An interface of PropertyValueStore is as follows:

Method Description
at Returns the PropertyValue for a given Property (key).
set Stores a given PropertyValue under a given Property (key).
erase Deletes a given Property (key) alongside its corresponding PropertyValue.
clear Clears the storage.
iterator Provides an extension of std::input_iterator that iterates over storage.

Storage location

By default, Memgraph is an in-memory database and all properties are therefore stored in working memory unless specified otherwise by the user. User has an option to specify via the command line which properties they wish to be stored on disk.

Storage location of each property is encapsulated within a Property object which is ensured by the ConcurrentIdMapper. More precisely, the unsigned 16-bit property key has the following format:

|---location--|------id------|
|-Memory|Disk-|-----2^15-----|

In other words, the most significant bit determines the location where the property will be stored.

In-memory storage

The underlying implementation of in-memory storage for the time being is std::vector<std::pair<Property, PropertyValue>>. Implementations ofat, set and erase are linear in time. This implementation is arguably more efficient than std::map or std::unordered_map when the average number of properties of a record is relatively small (up to 10) which seems to be the case.

On-disk storage

KVStore

Disk storage is modeled by an abstraction of key-value storage as implemented in `storage/kvstore.hpp'. An interface of this abstraction is as follows:

Method Description
Put Stores the given value under the given key.
Get Obtains the given value stored under the given key.
Delete Deletes a given (key, value) pair from storage..
DeletePrefix Deletes all (key, value) pairs where key begins with a given prefix.
Size Returns the size of the storage or, optionally, the number of stored pairs that begin with a given prefix.
iterator Provides an extension of std::input_iterator that iterates over storage.

Keys and values in this context are of type std::string.

The actual underlying implementation of this abstraction uses [RocksDB]{https://rocksdb.org} — a persistent key-value store for fast storage.

It is worthy to note that the custom iterator implementation allows the user to iterate over a given prefix.
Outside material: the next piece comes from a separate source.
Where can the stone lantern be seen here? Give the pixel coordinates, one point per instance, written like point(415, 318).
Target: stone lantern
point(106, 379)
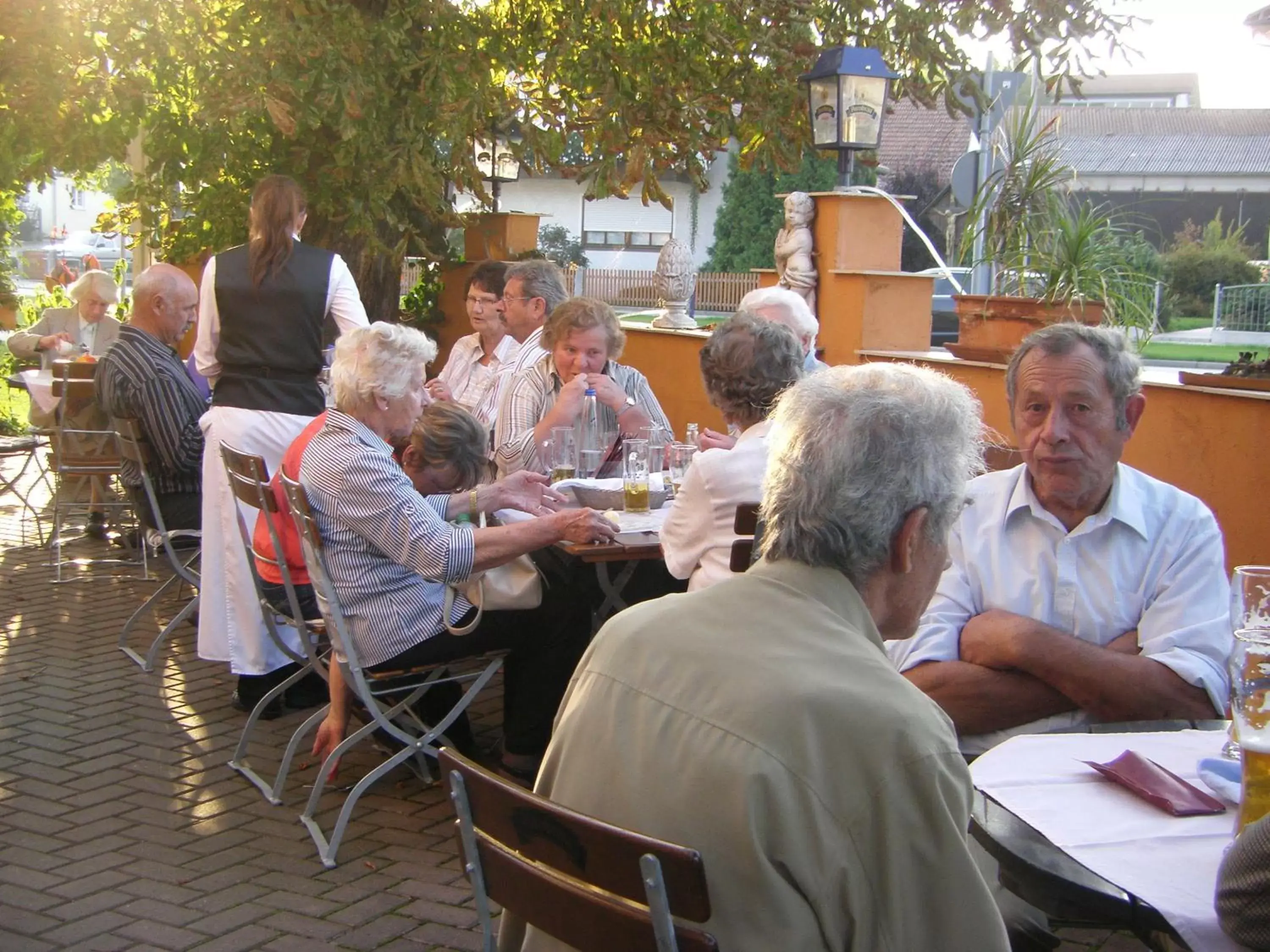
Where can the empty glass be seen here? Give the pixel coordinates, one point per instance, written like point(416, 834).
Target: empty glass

Otherwise, the implementation follows familiar c++ constructs and can be used as follows:

KVStore storage = ...;
for (auto it = storage.begin(); it != storage.end(); ++it) {}
for (auto kv : storage) {}
for (auto it = storage.begin("prefix"); it != storage.end("prefix"); ++it) {}

Note that it is not possible to scan over multiple prefixes. For instance, one might assume that you can scan over all keys that fall in a certain lexicographical range. Unfortunately, that is not the case and running the following code will result in an infinite loop with a touch of undefined behavior.

KVStore storage = ...;
for (auto it = storage.begin("alpha"); it != storage.end("omega"); ++it) {}

Data organization on disk

Each PropertyValueStore instance can access a static KVStore object that can store (key, value) pairs on disk. The key of each property on disk consists of two parts — a unique identifier (unsigned 64-bit integer) of the current record version (see mvcc docummentation for further clarification) and a property key as described above. The actual value of the property is serialized into a bytestring using bolt BaseEncoder. Similarly, deserialization is performed by bolt Decoder.